Search code examples
rubyalgorithmoptimizationjruby

Optimised string insert algorithm


There is a small part of our software that inserts a string before and after a certain matched string on a huge chunk of code (average length 900000 characters).

Example:

Lorem Ipsum is simply dummy text of the printing and typesetting industry. Lorem Ipsum has been the industry's standard dummy text ever since the 1500s, when an unknown printer took a galley of type and scrambled it to make a type specimen book.

Replaced with

Lorem Ipsum is simply dummy text of the <span class="class1 class2">printing</span> and typesetting industry. Lorem Ipsum has <span class="class1 class2 class3">been</span> the industry's standard dummy text <span class="class1">ever since the 1500s</span>, when an unknown printer took a galley of type and scrambled it to make a type specimen book.


Ok, so far so good. We could just search and replace, but the contents are somewhat semantical relative so printing in that case was replaced, but might not be in some other place of the text. What we did was index where we wanted to replace the text, so for every replacement we get a starting position and an end position.

Current code:

new_val = huge_string_goes_here
entities.each { |entity|
    add_before = "<span class=\"#{entity.getStuff}\">"
    add_after = '</span>'

    new_val.insert(entity.getStart+increment, add_before)
    increment = increment+add_before.length
    new_val.insert(entity.getEnd+increment, add_after)
    increment = increment+add_after.length
}

Analysing a 900000 character long string is taking around 15-20 seconds.
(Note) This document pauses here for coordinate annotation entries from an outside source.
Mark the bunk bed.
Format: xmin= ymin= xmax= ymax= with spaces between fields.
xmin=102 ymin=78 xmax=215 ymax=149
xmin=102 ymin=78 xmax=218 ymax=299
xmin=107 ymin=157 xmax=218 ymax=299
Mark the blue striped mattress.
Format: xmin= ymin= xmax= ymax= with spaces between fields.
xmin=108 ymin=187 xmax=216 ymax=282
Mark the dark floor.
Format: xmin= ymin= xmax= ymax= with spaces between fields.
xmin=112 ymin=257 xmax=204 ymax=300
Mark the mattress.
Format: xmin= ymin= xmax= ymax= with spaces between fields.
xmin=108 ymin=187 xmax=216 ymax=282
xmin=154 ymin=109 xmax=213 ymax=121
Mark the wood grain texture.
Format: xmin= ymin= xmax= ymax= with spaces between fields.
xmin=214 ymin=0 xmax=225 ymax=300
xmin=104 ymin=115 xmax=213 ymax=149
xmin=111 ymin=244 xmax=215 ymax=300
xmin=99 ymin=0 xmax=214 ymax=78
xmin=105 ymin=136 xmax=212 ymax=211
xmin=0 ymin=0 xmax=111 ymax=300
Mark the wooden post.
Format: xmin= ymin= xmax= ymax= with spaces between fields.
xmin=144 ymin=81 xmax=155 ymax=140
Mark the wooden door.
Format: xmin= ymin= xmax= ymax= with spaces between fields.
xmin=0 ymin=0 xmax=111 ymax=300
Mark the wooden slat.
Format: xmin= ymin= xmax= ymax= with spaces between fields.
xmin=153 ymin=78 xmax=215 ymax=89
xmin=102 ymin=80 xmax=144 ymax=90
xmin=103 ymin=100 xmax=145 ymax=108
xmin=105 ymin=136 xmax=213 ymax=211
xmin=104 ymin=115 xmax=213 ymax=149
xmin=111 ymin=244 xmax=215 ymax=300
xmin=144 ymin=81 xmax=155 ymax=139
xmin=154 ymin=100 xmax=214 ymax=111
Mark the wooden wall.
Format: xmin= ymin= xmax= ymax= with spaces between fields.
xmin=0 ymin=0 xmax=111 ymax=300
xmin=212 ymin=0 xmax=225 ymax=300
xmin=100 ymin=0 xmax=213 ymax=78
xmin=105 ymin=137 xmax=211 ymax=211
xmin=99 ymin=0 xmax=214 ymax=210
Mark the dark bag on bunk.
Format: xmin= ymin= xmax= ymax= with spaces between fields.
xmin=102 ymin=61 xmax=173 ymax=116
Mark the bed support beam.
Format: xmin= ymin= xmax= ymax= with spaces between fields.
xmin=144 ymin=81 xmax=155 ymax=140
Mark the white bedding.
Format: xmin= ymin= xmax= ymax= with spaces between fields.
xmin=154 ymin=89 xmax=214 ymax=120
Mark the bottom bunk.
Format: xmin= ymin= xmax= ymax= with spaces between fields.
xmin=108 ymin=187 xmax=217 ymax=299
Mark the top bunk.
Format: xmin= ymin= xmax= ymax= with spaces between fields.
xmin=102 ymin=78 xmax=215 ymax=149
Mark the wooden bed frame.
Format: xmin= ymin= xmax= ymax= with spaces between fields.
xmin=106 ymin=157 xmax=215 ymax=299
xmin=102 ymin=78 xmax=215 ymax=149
Does anyone have any suggestions on how we could optimize it?

Thank you


Solution

  • Consider writing a C extension module for Ruby which could find the match indices for you - this sort of operation should be much faster natively than with interpreted code. Once you've got the indices you could use Ruby to insert the before/after text, or if the performance still needs a boost then consider doing it all in C.

    Note that, as with any optimization, the critical thing is to make sure your "optimization" actually improves upon the non-optimized code. Write a benchmark for some sample cases and keep track of the amount of time it takes the pure Ruby code, then run the same benchmark using your native extension and see if the performance is in fact better.